Pub Date: Sept. 3rd, 1997
Publisher: Simon & Schuster

Two angels are assigned to a case involving two humans--and trouble ensues when their styles of guardianship conflict. Clancy is the only daughter of a cartoonishly mean-spirited alcoholic woman who makes her first 18 years a living hell and then dies, leaving Clancy jaded and fiercely independent. Matthew is a coddled British boy, a student at Eton, who moves to Los Angeles to live with his eccentric great-aunt when his parents are killed suddenly in a car accident. According to ""The Celestial Council,"" the body of angels who feature prominently here, the two had been destined to meet at age 18 but hadn't, throwing the world off-kilter.
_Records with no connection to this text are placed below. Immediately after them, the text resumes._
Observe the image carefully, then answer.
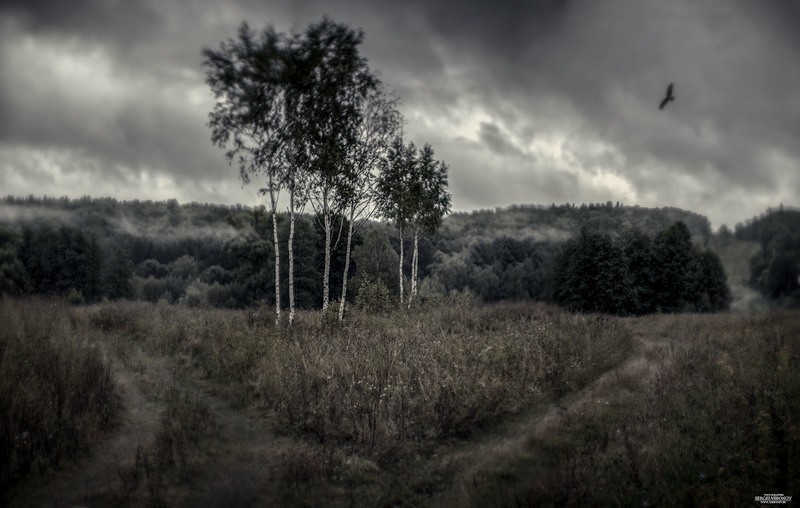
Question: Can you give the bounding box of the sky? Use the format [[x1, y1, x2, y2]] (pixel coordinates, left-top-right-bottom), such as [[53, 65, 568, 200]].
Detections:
[[1, 0, 798, 229]]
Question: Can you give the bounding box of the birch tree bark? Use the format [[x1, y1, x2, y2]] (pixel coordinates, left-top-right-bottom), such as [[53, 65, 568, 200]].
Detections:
[[269, 179, 281, 325], [398, 225, 405, 305], [338, 211, 355, 320], [321, 207, 332, 311], [409, 226, 419, 307], [288, 188, 296, 326]]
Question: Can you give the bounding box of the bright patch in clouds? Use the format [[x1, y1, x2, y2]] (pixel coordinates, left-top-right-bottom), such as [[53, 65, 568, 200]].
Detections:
[[0, 0, 798, 228]]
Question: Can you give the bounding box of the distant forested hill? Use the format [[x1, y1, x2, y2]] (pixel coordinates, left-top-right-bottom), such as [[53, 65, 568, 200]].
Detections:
[[0, 194, 777, 312], [434, 202, 712, 254]]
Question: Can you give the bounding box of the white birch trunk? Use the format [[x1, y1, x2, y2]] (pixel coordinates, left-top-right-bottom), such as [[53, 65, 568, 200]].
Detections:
[[288, 191, 296, 326], [322, 211, 331, 311], [271, 206, 281, 326], [398, 225, 404, 305], [338, 209, 355, 321], [409, 227, 419, 308]]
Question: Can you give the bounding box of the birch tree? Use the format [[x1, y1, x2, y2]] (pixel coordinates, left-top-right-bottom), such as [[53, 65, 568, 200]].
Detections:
[[204, 23, 288, 325], [299, 18, 377, 312], [376, 137, 416, 305], [337, 86, 401, 319], [408, 145, 451, 306]]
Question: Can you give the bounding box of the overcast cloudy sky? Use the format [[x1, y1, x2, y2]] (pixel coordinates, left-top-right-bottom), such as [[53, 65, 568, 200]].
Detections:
[[1, 0, 798, 228]]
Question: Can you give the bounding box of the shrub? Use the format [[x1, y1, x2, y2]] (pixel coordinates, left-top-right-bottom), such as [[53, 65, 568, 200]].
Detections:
[[65, 288, 85, 305], [354, 277, 393, 313], [182, 281, 208, 308]]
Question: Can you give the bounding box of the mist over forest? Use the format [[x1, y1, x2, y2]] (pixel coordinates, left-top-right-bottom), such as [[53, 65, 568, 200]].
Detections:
[[1, 195, 797, 313]]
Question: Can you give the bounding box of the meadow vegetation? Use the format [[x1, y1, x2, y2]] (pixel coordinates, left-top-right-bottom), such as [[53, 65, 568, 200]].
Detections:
[[88, 299, 635, 462], [463, 311, 800, 506], [0, 298, 119, 498], [2, 297, 798, 506]]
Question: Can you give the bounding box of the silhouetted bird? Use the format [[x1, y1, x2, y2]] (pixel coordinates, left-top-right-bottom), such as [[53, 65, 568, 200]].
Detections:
[[659, 83, 675, 110]]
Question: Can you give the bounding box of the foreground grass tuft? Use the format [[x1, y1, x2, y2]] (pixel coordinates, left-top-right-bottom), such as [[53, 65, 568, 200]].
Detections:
[[0, 298, 120, 497], [116, 388, 213, 507]]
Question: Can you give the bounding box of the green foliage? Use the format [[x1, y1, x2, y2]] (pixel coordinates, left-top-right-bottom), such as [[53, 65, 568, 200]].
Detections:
[[354, 277, 393, 313], [182, 280, 209, 308], [102, 244, 134, 300], [0, 226, 28, 296], [690, 248, 731, 311], [65, 288, 85, 305], [739, 208, 800, 305], [135, 258, 168, 278], [621, 229, 657, 314], [18, 223, 102, 301], [199, 264, 234, 285], [553, 222, 729, 315], [281, 216, 321, 309], [351, 227, 399, 297], [0, 196, 750, 313], [554, 228, 634, 314], [653, 221, 694, 311]]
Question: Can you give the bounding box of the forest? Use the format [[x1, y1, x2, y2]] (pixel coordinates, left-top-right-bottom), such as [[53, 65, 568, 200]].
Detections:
[[2, 195, 796, 314]]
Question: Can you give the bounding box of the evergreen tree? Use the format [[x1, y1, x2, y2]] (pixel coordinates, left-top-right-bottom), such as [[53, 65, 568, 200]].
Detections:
[[0, 226, 29, 296], [690, 248, 730, 312], [621, 229, 657, 314], [553, 228, 633, 315], [653, 222, 694, 312], [103, 243, 134, 300]]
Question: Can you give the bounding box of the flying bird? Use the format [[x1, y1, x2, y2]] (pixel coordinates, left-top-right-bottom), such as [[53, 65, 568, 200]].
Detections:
[[659, 83, 675, 110]]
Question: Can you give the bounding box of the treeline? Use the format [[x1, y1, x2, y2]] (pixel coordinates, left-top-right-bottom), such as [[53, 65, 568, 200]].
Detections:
[[437, 201, 714, 254], [1, 196, 738, 316], [0, 210, 366, 309], [552, 223, 729, 315], [734, 206, 800, 306]]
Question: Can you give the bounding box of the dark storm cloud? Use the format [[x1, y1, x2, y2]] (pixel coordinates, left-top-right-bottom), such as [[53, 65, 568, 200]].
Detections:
[[1, 0, 162, 45], [478, 122, 526, 159], [0, 0, 797, 227], [353, 0, 800, 225]]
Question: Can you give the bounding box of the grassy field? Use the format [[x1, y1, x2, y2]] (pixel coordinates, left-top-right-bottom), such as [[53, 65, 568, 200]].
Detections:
[[1, 297, 798, 506]]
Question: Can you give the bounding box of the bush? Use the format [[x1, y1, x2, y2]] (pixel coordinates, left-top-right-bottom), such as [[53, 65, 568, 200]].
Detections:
[[65, 288, 85, 305], [355, 278, 393, 314], [182, 281, 208, 308]]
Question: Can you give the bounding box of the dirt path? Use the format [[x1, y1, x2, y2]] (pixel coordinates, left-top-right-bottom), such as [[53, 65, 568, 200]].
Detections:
[[17, 338, 284, 508], [15, 317, 677, 507], [428, 318, 674, 506]]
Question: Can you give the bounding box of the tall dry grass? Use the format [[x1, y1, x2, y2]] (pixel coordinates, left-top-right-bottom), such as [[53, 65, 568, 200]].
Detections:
[[115, 388, 213, 507], [87, 300, 635, 466], [468, 311, 800, 506], [0, 298, 119, 497]]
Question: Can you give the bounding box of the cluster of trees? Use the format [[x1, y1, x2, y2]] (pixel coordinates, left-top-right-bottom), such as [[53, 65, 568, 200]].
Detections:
[[203, 17, 450, 323], [377, 140, 451, 306], [0, 223, 131, 303], [734, 206, 800, 305], [427, 237, 555, 303], [553, 222, 729, 315], [1, 199, 737, 317]]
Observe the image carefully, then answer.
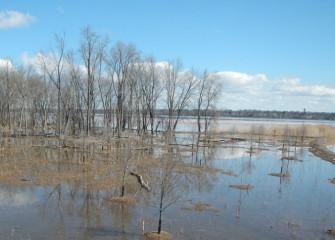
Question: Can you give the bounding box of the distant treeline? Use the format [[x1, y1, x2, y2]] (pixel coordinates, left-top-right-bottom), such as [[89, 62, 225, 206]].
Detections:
[[153, 109, 335, 121]]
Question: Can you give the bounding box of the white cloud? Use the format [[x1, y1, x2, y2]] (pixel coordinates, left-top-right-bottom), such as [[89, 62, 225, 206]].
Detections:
[[21, 52, 88, 77], [20, 52, 40, 67], [0, 10, 36, 29], [17, 54, 335, 112], [273, 78, 335, 97], [0, 58, 14, 70], [0, 190, 38, 206], [216, 71, 335, 112], [217, 71, 269, 94], [155, 61, 170, 69]]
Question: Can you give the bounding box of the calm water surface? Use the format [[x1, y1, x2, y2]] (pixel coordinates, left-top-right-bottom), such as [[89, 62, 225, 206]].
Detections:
[[0, 126, 335, 239]]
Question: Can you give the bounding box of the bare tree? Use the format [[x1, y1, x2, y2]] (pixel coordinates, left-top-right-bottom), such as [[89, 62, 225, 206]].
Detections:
[[105, 42, 139, 137], [163, 60, 197, 132], [97, 67, 113, 132], [67, 51, 86, 134], [0, 59, 16, 129], [151, 157, 181, 234], [38, 33, 66, 142], [117, 140, 133, 197], [138, 56, 162, 133], [79, 26, 108, 136], [195, 70, 221, 133], [12, 67, 28, 133], [14, 65, 50, 134]]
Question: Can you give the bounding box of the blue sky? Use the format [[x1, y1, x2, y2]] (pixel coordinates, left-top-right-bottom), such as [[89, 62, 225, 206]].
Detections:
[[1, 0, 335, 112]]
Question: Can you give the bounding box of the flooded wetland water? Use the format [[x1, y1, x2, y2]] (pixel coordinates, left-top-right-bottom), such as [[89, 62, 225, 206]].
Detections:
[[1, 120, 335, 239]]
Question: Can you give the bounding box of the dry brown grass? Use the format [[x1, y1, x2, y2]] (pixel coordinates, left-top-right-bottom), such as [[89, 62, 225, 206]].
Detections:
[[104, 196, 136, 204], [229, 184, 255, 190], [181, 202, 219, 213], [221, 124, 335, 141], [309, 141, 335, 165], [268, 173, 290, 178]]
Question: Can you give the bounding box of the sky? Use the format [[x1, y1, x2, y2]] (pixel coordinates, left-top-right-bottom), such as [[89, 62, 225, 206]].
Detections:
[[0, 0, 335, 112]]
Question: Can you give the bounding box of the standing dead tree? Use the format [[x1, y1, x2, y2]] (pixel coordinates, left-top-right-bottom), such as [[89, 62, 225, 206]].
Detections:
[[137, 56, 162, 133], [151, 155, 181, 235], [79, 26, 108, 136], [38, 33, 66, 143], [163, 60, 198, 132], [195, 70, 221, 133], [66, 51, 85, 134], [0, 59, 16, 129], [105, 42, 139, 137]]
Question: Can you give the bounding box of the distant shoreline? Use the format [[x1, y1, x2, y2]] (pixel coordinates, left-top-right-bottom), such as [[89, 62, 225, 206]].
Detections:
[[153, 109, 335, 121]]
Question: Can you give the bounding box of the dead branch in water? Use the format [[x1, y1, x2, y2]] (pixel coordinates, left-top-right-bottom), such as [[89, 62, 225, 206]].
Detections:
[[128, 169, 151, 192]]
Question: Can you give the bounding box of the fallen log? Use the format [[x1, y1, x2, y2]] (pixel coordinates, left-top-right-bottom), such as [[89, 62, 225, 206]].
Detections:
[[309, 140, 335, 165], [129, 169, 151, 192]]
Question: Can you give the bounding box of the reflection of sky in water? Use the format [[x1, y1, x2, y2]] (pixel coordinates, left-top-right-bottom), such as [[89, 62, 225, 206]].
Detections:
[[173, 146, 335, 239], [0, 141, 335, 239], [210, 150, 335, 240], [173, 117, 335, 132], [0, 189, 39, 206]]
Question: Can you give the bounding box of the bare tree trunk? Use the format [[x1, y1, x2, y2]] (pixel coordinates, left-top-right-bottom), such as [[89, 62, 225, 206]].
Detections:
[[158, 206, 163, 234], [79, 26, 108, 136], [163, 61, 197, 132]]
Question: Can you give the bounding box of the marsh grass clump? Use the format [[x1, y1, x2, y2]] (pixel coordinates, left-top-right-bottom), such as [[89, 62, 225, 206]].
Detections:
[[104, 196, 136, 204], [269, 173, 290, 178], [328, 178, 335, 184], [221, 124, 335, 149], [181, 201, 219, 213], [143, 231, 172, 240], [229, 184, 255, 190]]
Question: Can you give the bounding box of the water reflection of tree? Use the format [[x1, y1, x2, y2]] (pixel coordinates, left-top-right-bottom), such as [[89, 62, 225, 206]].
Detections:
[[240, 153, 255, 175], [234, 155, 255, 218], [236, 189, 242, 218], [191, 133, 217, 165], [147, 132, 220, 235], [231, 183, 252, 219], [151, 156, 181, 234], [177, 133, 219, 194], [278, 156, 291, 194], [249, 125, 256, 153], [1, 133, 236, 238], [39, 184, 65, 239], [144, 133, 183, 234], [107, 202, 134, 239]]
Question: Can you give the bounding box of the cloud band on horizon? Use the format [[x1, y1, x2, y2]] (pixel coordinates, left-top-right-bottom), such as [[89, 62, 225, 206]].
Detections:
[[4, 53, 335, 113], [0, 10, 35, 29]]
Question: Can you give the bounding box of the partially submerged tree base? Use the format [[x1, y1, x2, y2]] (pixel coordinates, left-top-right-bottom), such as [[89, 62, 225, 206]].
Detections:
[[143, 231, 172, 240]]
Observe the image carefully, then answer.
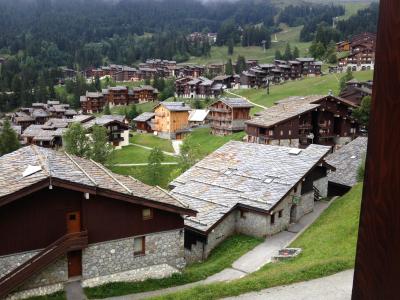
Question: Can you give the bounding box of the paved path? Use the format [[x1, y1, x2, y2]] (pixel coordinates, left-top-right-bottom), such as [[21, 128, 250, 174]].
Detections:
[[65, 280, 87, 300], [224, 269, 354, 300], [225, 90, 267, 109], [102, 200, 334, 300], [112, 162, 179, 167], [171, 140, 183, 155], [129, 143, 176, 157]]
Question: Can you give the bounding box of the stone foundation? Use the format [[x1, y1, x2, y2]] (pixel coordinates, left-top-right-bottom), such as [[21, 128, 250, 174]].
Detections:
[[2, 229, 185, 298]]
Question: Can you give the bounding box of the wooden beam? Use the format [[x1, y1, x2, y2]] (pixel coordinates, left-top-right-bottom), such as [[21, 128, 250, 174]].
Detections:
[[352, 1, 400, 299]]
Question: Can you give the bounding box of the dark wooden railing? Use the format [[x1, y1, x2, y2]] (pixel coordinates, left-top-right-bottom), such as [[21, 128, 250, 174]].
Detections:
[[0, 231, 88, 299]]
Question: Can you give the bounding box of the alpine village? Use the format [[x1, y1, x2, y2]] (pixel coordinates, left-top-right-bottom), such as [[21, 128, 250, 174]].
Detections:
[[0, 0, 378, 299]]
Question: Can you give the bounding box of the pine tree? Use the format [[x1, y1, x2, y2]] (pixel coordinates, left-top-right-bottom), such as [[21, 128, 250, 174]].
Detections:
[[352, 96, 371, 128], [146, 147, 164, 186], [235, 55, 247, 74], [103, 103, 111, 115], [225, 58, 234, 75], [275, 50, 282, 60], [228, 39, 234, 55], [293, 46, 300, 59], [90, 125, 113, 164], [94, 75, 101, 91], [283, 43, 292, 61], [63, 123, 90, 158], [0, 119, 20, 156], [339, 69, 354, 92]]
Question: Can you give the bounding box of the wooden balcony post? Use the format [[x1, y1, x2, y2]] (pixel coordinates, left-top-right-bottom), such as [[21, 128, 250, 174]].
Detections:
[[352, 1, 400, 299]]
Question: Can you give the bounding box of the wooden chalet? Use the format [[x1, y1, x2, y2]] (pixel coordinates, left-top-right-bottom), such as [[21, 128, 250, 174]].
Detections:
[[339, 79, 373, 106], [154, 102, 191, 139], [336, 41, 351, 52], [246, 95, 360, 148], [338, 47, 375, 72], [80, 92, 106, 114], [130, 86, 158, 103], [112, 67, 138, 82], [209, 98, 253, 136], [82, 115, 129, 148], [0, 146, 195, 299], [170, 141, 332, 262], [133, 112, 156, 133], [175, 77, 222, 99]]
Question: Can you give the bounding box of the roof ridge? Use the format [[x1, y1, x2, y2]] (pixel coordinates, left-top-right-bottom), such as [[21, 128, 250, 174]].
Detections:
[[64, 152, 98, 186], [90, 159, 132, 194], [30, 145, 50, 177], [156, 186, 190, 208]]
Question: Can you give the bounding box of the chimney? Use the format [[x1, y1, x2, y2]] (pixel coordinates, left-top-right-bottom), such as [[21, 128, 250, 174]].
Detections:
[[328, 89, 333, 96]]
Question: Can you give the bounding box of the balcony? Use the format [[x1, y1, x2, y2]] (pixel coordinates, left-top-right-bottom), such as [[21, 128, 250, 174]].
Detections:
[[209, 115, 232, 121], [299, 123, 312, 130], [210, 108, 230, 113]]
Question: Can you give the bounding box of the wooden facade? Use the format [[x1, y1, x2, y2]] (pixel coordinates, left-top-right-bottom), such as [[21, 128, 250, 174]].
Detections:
[[209, 99, 253, 136], [154, 102, 191, 139], [246, 95, 360, 148]]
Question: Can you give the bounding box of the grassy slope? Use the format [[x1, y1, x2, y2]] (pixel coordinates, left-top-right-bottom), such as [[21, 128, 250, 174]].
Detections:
[[231, 70, 374, 114], [110, 165, 178, 189], [108, 145, 178, 165], [130, 133, 175, 153], [84, 235, 263, 299], [151, 183, 363, 300], [186, 128, 246, 158], [188, 25, 311, 65]]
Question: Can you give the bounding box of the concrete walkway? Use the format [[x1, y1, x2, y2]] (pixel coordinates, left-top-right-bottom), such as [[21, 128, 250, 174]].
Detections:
[[102, 199, 334, 300], [171, 140, 183, 155], [224, 269, 354, 300], [129, 143, 176, 157], [65, 280, 87, 300], [225, 90, 267, 109]]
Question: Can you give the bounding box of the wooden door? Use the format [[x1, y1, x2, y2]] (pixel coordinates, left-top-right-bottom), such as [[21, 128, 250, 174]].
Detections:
[[66, 211, 81, 234], [67, 250, 82, 278]]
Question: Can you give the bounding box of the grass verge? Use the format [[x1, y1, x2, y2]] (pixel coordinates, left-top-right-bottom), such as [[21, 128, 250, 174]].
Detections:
[[130, 133, 175, 153], [186, 128, 246, 159], [149, 183, 362, 300], [84, 235, 263, 299]]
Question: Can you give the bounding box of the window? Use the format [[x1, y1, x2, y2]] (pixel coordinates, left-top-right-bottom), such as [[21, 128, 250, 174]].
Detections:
[[269, 130, 274, 136], [288, 130, 292, 136], [278, 210, 283, 218], [270, 213, 275, 225], [134, 236, 145, 256], [240, 210, 246, 219], [280, 130, 283, 136], [142, 208, 153, 220]]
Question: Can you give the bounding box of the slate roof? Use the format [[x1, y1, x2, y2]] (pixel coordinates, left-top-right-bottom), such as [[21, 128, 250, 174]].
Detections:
[[0, 146, 194, 215], [218, 98, 253, 108], [246, 95, 322, 128], [170, 141, 331, 232], [158, 102, 192, 112], [82, 115, 127, 129], [326, 137, 368, 187], [133, 112, 156, 122]]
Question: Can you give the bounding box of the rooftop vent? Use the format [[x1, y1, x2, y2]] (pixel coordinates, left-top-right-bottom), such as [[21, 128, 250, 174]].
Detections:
[[289, 148, 302, 155], [22, 165, 42, 178], [264, 177, 274, 184], [351, 155, 357, 159]]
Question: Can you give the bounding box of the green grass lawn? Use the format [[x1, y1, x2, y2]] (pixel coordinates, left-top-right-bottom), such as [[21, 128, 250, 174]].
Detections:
[[150, 183, 362, 300], [231, 70, 374, 114], [110, 165, 179, 189], [188, 25, 311, 66], [186, 128, 246, 159], [130, 133, 175, 153], [108, 145, 178, 165], [84, 235, 263, 299]]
Two angels--Carlita, a former prostitute (in her Earth life) and an angel-in-waiting, and Gabriella, a superior angel--are assigned to the case. Carlita, in particular, can't resist causing ""time ripples,"" alternate realities in which Clancy and Matthew do meet when they're supposed to, altering their destinies for the few moments Carlita watches the scene. Gabriella, wiser and more experienced, warns her not to get too involved, and to avoid fantasizing about her charges. A parallel story involves Carlita's inexplicable attraction to a young boy named Erik Kents. Ultimately, it's Carlita's attachment to Mira, Erik's mother, that provides the key to this odd emotional bond and forces Carlita to realize what being an angel truly entails. Secondary characters--including Matthew's wacky Aunt Nora and his lesbian friend Lisa--provide much needed levity. But when Clancy and Matthew do finally meet, the reader has long since become too exasperated by the melodrama to care. Conn's (Passion's Shadow, 1995, etc.) angels are neither charming nor whimsical; their presence makes this otherwise unremarkable love story all the more convoluted.